Christ’s
life, his way of knowing the Father and living in complete and constant
relationship with him, opens up new and inviting vistas for human experience.
Saint John brings out the importance of a personal relationship with Jesus for
our faith by using various forms of the verb "to believe". In
addition to "believing that" what Jesus tells us is true, John also
speaks of "believing" Jesus and "believing in" Jesus. We
"believe" Jesus when we accept his word, his testimony, because he is
truthful. We "believe in" Jesus when we personally welcome him into
our lives and journey towards him, clinging to him in love and following in his
footsteps along the way.
To
enable us to know, accept and follow him, the Son of God took on our flesh. In
this way he also saw the Father humanly, within the setting of a journey
unfolding in time. Christian faith is faith in the incarnation of the Word and
his bodily resurrection; it is faith in a God who is so close to us that he
entered our human history.

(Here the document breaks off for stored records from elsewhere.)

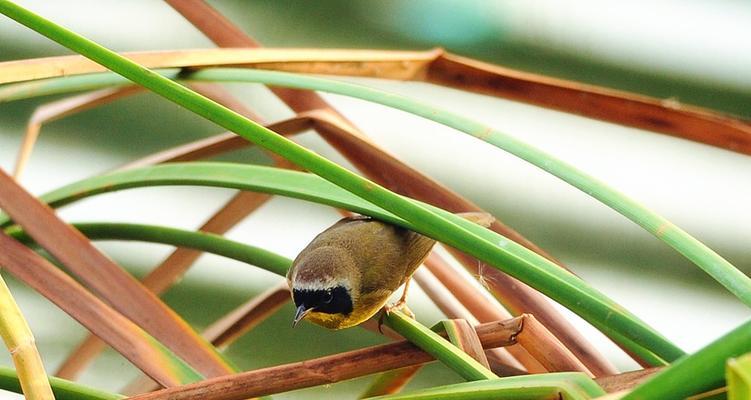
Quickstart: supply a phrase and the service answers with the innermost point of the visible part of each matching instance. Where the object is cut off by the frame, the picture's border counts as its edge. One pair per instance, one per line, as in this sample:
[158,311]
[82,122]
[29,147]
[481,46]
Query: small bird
[349,271]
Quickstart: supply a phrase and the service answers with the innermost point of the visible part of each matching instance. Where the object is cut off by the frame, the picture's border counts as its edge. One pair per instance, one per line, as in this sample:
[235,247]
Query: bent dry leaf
[21,345]
[561,385]
[440,68]
[107,279]
[429,341]
[526,265]
[712,263]
[386,170]
[324,370]
[134,344]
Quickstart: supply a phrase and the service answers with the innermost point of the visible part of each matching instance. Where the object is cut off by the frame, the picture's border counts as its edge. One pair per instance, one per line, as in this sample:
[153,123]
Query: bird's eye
[328,296]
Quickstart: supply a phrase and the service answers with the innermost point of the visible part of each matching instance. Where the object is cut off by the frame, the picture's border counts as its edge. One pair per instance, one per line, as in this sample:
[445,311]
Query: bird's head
[323,281]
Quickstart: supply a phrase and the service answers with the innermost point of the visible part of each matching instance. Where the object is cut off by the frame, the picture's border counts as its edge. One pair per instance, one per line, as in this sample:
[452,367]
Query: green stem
[433,344]
[203,241]
[425,220]
[63,390]
[512,258]
[698,372]
[705,258]
[561,385]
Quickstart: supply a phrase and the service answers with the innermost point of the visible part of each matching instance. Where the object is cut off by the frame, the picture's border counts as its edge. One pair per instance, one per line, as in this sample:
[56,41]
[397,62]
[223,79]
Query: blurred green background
[696,52]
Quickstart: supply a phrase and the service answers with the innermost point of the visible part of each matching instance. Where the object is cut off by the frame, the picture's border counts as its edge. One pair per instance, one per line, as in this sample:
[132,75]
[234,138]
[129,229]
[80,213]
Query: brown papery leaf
[119,332]
[106,278]
[324,370]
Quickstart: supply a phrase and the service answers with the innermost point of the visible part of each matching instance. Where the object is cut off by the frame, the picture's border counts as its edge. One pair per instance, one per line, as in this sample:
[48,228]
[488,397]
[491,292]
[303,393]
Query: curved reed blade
[440,226]
[440,348]
[20,342]
[107,279]
[738,377]
[164,275]
[385,169]
[696,373]
[324,370]
[710,262]
[134,344]
[461,334]
[449,302]
[556,283]
[63,390]
[562,385]
[61,108]
[221,143]
[177,263]
[437,67]
[523,299]
[476,304]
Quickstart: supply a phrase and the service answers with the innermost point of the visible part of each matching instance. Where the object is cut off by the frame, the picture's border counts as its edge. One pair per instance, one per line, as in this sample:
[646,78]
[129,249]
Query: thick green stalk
[63,390]
[562,385]
[709,261]
[524,264]
[712,263]
[424,219]
[203,241]
[698,372]
[433,344]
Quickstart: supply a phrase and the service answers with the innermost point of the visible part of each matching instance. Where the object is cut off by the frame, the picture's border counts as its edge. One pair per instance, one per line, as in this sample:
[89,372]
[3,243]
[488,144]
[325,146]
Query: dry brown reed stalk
[464,336]
[553,355]
[452,307]
[441,68]
[232,213]
[229,328]
[626,380]
[176,264]
[623,108]
[324,370]
[94,314]
[242,319]
[480,309]
[106,278]
[61,108]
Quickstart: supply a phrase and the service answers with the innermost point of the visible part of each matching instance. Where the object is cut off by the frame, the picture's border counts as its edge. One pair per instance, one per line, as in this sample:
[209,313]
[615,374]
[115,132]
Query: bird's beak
[300,314]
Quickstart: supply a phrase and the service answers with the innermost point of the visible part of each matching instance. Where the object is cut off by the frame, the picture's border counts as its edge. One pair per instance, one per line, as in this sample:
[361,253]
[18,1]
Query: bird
[349,271]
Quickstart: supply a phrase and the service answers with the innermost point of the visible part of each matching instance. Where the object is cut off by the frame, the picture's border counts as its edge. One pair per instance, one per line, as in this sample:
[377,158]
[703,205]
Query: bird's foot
[400,305]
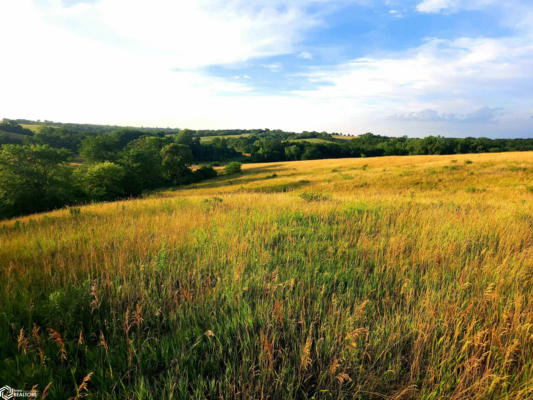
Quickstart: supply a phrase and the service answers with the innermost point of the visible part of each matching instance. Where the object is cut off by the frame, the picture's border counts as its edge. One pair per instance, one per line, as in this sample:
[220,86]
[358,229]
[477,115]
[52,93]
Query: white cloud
[437,6]
[273,67]
[92,62]
[481,115]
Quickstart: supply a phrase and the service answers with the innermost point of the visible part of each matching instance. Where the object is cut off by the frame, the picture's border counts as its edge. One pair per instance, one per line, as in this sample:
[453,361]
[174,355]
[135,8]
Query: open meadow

Far from divorcing us from reality, our faith in the
Son of God made man in Jesus of Nazareth enables us to grasp reality’s deepest
meaning and to see how much God loves this world and is constantly guiding it
towards himself. This leads us, as Christians, to live our lives in this world
with ever greater commitment and intensity.
Lumen Fidei 18
Reflection – I started blogging about this paragraph
of the encyclical yesterday and got so interested in an earlier part of it, on
how faith is very reasonable since everyone puts faith in people they trust,
that I never got to this crucial material. And it is so crucial that I didn’t
want to pass over it unremarked.
This paragraph
is, I would say, the key to the whole encyclical. It is in fact the key to the
whole of our religion, the whole Christian world-view. We are, if we are what
we should be, wholly Christ-centered. The person of Jesus, his words and deeds,
are the center of our life, what guides our choices, what conditions our whole
understanding of virtually every situation, every problem, everything. Jesus,
simply, has revealed to us the truth about life, the structure of reality, who
God is, who we are, and how we are to get from where we are now—an existence
conditioned by sin, death, frailty—to where we will be if we trust Him—an
existence unconditioned by anything except the love of God.
Jesus—believing
Him, believing in Him, believing that He is truthful—is at must remain the
absolute center and total focus of our own personal lives and of our efforts to
preach our faith, whatever form these take. It seems to me that this has been
the consistent and fundamental message of Pope Francis these past six months of
his papacy.
The last bit of
this paragraph is deeply important, and worth spending a bit of time meditating
on. I encourage people to really read it carefully. The Son of God, the eternal
Second Person of the Trinity, the One who knows the Father from before time
began, entered into our human reality, and so His perfect knowledge of God the
Father is now accessible to us through Him, in a human way. And because Jesus
is truthful and indeed Truth itself, our faith in Him grounds us in reality in
a way nothing else can.
The accusation
made against Christianity by some has always been that it makes its believers
disengaged from the world, unconcerned about temporal affairs in favor of
future heavenly bliss, accepting of the world as it is since the world as it is
doesn’t really matter all that much. That the historical record of Christianity
and the actual behavior of real Christians for 2000 years does not bear this
out in the slightest doesn’t seem to address the objection too much, which is
kind of funny when you think of it.
Christianity as
a religion has on the whole been marked for two millennia by its care for the poor
and needy on the one hand, and its constant building up (at times in a negative
and distressing way) of a temporal institutional structure—churches, schools,
etc. I’m still thinking about Rome and my experience there—whatever one thinks
of all the magnificent architecture and art in that city, it does not give the
impression of a religion detached from the temporal order, to say the least!
But the deeper
objection, perhaps, is that all this mystical nonsense about Jesus takes us out
of reality into some pie-in-the-sky fairy tale, and does in fact distort our
presence and engagement in the world. I suppose the question hinges on whether
or not Jesus really is ‘mystical nonsense’, and that of course is the whole
matter of faith.
But let us be
clear—the Jesus we believe in is a God who is so concerned for the world that
He came into the world precisely to set it at rights, and the whole imitation
of Christ leads us on that same path of service to the world, always knowing
that this is not the final goal, that the order of reality called ‘secular’ –
the here and now – is not the ultimate destination of humanity, but that God
comes to us here and now to communicate his love so that we can let Him bring
us to our final state of eternal communion with Him, and asks us to communicate
that same love by lives of loving service to our brothers and sisters.